UK has one of the world’s largest gender gaps in science
The UK is failing to give British girls adequate education to compete against their male counterparts in science, according to new research.
A new OECD (Organisation for Economic Co-operation and Development) report, which measures the performance of 15-year-olds, shows that the UK has one of the largest gender gaps in the world.
The gap between UK girls’ and boys’ results in science tests is 13 – with boys scoring a mean of 521 and compared to girls’ 508. This is compared with an average gap of just one across the 67 countries that took part in the tests.
The UK falls into the bottom five countries that took part in the Pisa tests – alongside Costa Rica and just above Colombia.
Where boys beat girls by the most
In some countries, girls’ science results were higher than their male counterparts, providing hope for increased gender equality.
Jordan, Qatar and United Arab Emirates were at the top of the rankings – with a score difference of 43, 35 and 28 respectively. In Jordan, where girls beat boys by the highest margin, boys scored an average of 388 in Jordan. Girls, however, achieved 430.
Where girls beat boys by the most
Several countries achieved gender neutral results, where boys and girls scored similarly.
Girls beat boys by a mean of one in Macau, Uruguay, Israel, Singapore and Germany. Czech Republic, Chinese Taipei, Tunisia and Vietnam were similarly close, with boys performing slightly better than girls – by a single point.
“Not determined by innate differences in ability”
The results have raised concerns among experts that the education system is failing to provide girls with the training and support needed for future careers in science and technology industries.

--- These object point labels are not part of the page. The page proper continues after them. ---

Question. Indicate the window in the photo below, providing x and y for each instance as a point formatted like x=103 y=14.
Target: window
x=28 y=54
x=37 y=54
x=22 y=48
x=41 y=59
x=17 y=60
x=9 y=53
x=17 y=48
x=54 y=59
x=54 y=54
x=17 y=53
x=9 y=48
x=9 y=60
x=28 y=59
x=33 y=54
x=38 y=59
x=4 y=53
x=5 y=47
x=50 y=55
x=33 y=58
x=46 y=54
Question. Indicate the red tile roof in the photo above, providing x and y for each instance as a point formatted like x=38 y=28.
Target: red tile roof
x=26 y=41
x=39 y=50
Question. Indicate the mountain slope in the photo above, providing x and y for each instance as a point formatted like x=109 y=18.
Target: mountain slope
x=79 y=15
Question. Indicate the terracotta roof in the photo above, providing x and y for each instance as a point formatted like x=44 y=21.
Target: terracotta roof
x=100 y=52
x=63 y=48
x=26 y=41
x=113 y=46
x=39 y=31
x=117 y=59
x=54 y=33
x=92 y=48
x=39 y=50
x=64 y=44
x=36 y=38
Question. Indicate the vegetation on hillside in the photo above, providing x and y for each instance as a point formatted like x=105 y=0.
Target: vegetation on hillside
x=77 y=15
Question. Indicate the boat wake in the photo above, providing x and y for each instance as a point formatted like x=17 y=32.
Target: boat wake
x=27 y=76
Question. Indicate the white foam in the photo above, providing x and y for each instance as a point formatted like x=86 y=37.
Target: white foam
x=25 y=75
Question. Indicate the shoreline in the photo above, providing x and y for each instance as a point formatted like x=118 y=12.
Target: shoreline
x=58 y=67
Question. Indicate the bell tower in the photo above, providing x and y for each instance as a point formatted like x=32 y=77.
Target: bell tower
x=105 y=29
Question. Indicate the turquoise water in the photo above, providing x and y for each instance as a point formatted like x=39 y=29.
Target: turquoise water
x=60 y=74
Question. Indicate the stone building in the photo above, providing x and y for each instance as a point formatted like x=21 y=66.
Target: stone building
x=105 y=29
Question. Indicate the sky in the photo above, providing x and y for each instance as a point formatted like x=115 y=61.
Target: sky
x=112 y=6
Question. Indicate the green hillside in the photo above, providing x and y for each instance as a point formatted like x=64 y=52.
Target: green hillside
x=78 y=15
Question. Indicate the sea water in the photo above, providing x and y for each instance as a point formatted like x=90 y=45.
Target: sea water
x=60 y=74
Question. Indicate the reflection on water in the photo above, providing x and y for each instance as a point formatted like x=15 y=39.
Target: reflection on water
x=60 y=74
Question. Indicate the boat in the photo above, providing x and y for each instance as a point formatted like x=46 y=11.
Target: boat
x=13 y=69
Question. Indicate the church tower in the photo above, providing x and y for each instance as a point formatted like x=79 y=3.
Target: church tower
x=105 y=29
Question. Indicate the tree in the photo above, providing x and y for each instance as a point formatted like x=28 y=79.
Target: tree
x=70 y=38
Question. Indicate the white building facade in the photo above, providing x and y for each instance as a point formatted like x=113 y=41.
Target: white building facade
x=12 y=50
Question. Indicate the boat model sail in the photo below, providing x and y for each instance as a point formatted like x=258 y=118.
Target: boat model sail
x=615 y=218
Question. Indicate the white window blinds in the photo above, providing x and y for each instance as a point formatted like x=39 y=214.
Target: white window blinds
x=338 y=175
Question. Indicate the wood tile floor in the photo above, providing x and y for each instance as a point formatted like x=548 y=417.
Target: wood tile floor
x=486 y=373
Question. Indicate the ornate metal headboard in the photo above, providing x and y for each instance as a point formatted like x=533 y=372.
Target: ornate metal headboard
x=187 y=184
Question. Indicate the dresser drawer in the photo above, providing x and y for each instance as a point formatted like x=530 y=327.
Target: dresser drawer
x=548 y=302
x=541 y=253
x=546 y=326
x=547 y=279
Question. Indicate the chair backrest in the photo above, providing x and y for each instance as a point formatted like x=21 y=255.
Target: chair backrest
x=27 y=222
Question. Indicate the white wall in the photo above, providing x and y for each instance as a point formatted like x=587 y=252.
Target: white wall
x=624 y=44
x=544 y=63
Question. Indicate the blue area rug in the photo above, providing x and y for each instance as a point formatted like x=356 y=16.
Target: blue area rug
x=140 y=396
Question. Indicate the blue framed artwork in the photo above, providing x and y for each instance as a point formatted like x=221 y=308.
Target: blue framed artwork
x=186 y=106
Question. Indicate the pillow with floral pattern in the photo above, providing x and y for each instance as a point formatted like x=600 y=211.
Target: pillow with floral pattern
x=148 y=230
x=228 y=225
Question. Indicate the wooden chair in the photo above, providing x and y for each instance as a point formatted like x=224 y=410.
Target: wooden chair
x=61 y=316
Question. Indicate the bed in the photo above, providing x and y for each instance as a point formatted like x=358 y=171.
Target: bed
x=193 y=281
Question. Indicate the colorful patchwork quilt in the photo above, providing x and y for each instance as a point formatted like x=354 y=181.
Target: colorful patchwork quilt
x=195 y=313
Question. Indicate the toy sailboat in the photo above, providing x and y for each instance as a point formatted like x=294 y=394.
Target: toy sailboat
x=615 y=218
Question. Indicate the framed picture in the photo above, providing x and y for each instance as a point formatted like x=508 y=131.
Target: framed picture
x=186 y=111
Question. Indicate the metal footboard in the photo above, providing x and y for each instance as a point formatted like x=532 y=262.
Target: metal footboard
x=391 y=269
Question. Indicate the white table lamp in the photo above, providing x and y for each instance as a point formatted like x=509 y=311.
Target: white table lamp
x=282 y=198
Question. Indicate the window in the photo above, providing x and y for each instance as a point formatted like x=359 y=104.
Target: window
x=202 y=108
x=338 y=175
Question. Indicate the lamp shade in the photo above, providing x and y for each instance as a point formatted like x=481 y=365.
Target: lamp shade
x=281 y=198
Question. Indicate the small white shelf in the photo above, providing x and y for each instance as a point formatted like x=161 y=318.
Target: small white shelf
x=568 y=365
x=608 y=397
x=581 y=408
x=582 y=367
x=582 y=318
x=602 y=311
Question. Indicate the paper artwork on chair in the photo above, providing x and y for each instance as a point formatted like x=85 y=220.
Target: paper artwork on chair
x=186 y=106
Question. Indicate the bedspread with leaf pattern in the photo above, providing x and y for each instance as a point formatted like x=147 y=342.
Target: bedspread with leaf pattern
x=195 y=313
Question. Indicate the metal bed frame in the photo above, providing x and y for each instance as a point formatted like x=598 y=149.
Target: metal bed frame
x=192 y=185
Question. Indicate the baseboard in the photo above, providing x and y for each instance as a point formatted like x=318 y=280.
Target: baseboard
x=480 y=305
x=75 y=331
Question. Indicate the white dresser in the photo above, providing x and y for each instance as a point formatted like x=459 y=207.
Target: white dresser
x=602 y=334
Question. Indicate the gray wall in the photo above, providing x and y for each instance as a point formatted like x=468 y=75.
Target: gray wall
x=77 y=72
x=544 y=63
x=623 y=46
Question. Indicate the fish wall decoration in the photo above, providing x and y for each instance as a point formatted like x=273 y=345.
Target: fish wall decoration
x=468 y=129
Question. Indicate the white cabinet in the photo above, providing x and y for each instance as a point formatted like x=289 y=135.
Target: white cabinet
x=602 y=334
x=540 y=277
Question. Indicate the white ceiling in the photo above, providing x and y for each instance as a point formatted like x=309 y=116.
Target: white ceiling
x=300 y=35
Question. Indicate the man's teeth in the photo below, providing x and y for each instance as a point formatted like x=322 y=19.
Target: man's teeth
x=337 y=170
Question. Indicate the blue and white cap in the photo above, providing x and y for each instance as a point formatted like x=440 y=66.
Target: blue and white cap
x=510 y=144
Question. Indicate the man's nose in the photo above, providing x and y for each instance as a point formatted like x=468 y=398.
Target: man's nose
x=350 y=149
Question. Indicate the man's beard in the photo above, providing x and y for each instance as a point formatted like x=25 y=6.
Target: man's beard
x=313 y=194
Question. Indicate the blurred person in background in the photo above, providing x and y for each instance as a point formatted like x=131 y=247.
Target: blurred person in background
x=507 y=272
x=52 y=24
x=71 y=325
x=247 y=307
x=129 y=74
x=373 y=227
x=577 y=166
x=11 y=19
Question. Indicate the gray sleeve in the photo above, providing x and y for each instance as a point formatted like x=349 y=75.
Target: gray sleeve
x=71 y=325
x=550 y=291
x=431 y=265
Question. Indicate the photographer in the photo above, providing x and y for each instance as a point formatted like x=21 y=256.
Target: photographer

Pisa has found that, in general, girls have higher expectations for their careers than boys; but on average, less than 5 per cent of girls contemplate pursuing a career in engineering and computing. In virtually all countries, the number of boys thinking of a career in computing or engineering exceeds the number of girls contemplating such a career.
In some of the top-performing countries and economies, such as Hong Kong and Singapore, girls perform on a par with their male classmates in mathematics and attain higher scores than all boys in most other countries around the world.
The organisation said of the findings:
These results strongly suggest that gender gaps in school performance are not determined by innate differences in ability. A concerted effort by parents, teachers, policy makers and opinion leaders is needed if both boys and girls are to be able to realise their full potential and contribute to the economic growth and well-being of their societies.